18 Juli 2005

Erstes Bambushaus Deutschlands entsteht in Darmstadt

Feng-Shui-Passivhaus mit Strohballenwänden soll im Oktober fertig sein

Für Gisela und Bodo Schaumburg, Inhaber der der Autoservice-Firma ARSD steht ein Umzug ihrer Büroräume in einen “Experimentalbau” vor, den sie Anfang Oktober beziehen: In Investor Henry Nolds erstes Bambushaus Deutschlands.

Dieses nach ökologischen sowie Feng-Shui-Prinzipien geplante Bürogebäude mit rund 90 Quadratmeter Grundfläche sieht Henry Nold als kreative Abrundung eines benachbarten Gebäudekomplexes, welcher bereits im Oktober 2004 mit der Sanierung und Neugestaltung Aufsehen erregt hatte. Zum Hingucker wurde seitdem das Studentenwohnheim “Campino” (Ecke Eschollbrücker-/Heidelberger Straße), jetzt soll das Nachbargrundstück, seit zwanzig Jahren die Adresse der Autoservice-Firma ARSD von Bodo Schaumburg, Nolds Pläne vom “Reich der Inspiration und Phantasie” in “Nachhaltigkeit und Schönheit zusammenführen”.

Schaumburg kamen die Pläne fürs Bambushaus gelegen. Susanne Körner und Tilman Schäberle, Inhaber des “Shakti-Architektur“-Büros aus Mossautal und beide diplomierte Architekten und Diplom-Feng-Shui-Berater, begleiten das Projekt, welches zunächst mit der Anlieferung von 300 Strohballen seinen Anfang nahm.

Feng Shui, die chinesische Kunst, Lebensräume energetisch ausgeglichen zu gestalten, berücksichtigt auch Urwissen zur Geometrie. So soll das Haus auf einer kleeblattförmigen Bodenplatte ruhen.
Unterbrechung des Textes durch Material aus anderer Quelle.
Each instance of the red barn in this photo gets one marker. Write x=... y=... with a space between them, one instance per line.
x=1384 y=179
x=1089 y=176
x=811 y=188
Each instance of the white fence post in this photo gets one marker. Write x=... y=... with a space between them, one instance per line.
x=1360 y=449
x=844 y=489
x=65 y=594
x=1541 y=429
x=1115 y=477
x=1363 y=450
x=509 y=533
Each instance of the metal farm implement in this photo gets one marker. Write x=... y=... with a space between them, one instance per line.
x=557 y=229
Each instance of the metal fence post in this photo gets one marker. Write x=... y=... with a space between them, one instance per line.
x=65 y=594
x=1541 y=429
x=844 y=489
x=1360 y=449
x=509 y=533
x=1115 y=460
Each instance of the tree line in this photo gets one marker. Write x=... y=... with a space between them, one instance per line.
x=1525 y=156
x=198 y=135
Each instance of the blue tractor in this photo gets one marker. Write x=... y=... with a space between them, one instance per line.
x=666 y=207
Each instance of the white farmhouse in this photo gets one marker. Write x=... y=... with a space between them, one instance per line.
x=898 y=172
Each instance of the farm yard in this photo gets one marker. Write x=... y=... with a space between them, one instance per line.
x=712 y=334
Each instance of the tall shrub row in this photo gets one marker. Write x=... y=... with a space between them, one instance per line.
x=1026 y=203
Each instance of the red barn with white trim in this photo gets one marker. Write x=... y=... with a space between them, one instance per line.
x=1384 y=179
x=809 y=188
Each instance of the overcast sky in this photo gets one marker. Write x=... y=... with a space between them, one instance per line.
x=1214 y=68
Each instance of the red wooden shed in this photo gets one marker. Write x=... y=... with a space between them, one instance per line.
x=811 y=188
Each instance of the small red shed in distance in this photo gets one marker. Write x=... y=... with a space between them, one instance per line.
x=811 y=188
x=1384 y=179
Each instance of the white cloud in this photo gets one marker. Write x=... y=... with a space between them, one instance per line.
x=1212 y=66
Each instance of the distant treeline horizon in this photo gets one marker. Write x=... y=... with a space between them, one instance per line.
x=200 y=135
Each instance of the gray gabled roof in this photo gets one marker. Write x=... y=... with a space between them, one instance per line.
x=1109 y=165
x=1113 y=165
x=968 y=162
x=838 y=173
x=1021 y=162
Der Estrich entsteht aus angerührtem energetisierten Wasser und Helion, einem Quarzmehl aus zermahlenen Halbedelsteinen.

Die tragende Konstruktion bilden 33 Bambusrohrstützen aus statisch geprüftem Bambus aus Kolumbien, davor stehen die Seitenwände aus Strohballen. “Stroh ist ideal”, sagt Susanne Körner, “das ist Wandmaterial mit Dämmung inklusive.” Nachdem die Wände innen und außen mit Lehm verputzt worden sind, haben sie eine Stärke von ca. 40 Zentimetern. “Das Haus wird damit Passivhausstandard haben”, sagt Tilman Schäberle.

Türen und Fenster werden aus zertifiziertem euorpäischem Kiefernholz gesetzt. Das Dach besteht aus konkav und konvex ausgeschwungenen Holzkonstruktion, bekrönt von einer Glaskuppel von 2,70 Meter Durchmesser.

Das Projekt scheint vom umbauten Raum wie vom Materialmix her erschwinglich: “War inklusive Transport gar nicht so teuer”, wissen Schäberle und Körner. Wer die Summe von 3.000 Euro hört, kann da nur nicken. Dazu kommen die Kosten für Lehm (2.500 Euro) und den Hauptbaustoff, das Stroh (2.000 Euro, Ballen in spezifischer Dichte, auf Maß geschnitten, Ernte von 2004).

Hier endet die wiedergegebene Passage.